Lithuanian basketball player (born 1989)

Šarūnas Vasiliauskas (born 27 March 1989) is a Lithuanian former professional basketball player. He is also the current director of basketball operations for the Lithuanian Basketball League team Jonava Hipocredit.

==Professional career==
On 8 August 2016, Vasiliauskas signed with Joventut Badalona. On 14 December 2016, he parted ways with Joventut after averaging 5.3 points in Liga ACB. The next day, he signed with Turkish club Uşak Sportif for the rest of the season.

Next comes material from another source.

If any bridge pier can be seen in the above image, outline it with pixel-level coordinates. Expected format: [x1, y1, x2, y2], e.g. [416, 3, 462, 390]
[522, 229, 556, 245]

On 19 July 2017, he signed with Turkish club Trabzonspor of the Basketbol Süper Ligi (BSL).

On 28 June 2018, he signed with Gaziantep of the Basketbol Süper Ligi (BSL).

On 18 July 2020, he has signed with Petkim Spor of the Turkish Basketball Super League.

On 22 July 2021, he has signed with CSO Voluntari of the Liga Națională.

On 7 June 2022, Vasiliauskas signed with the Scarborough Shooting Stars of the CEBL.

On 25 July 2023, Vasiliauskas announced his retirement. However, Vasiliauskas decided to continue his career with Lithuanian third-tier side BC Omega-Tauras-LSU.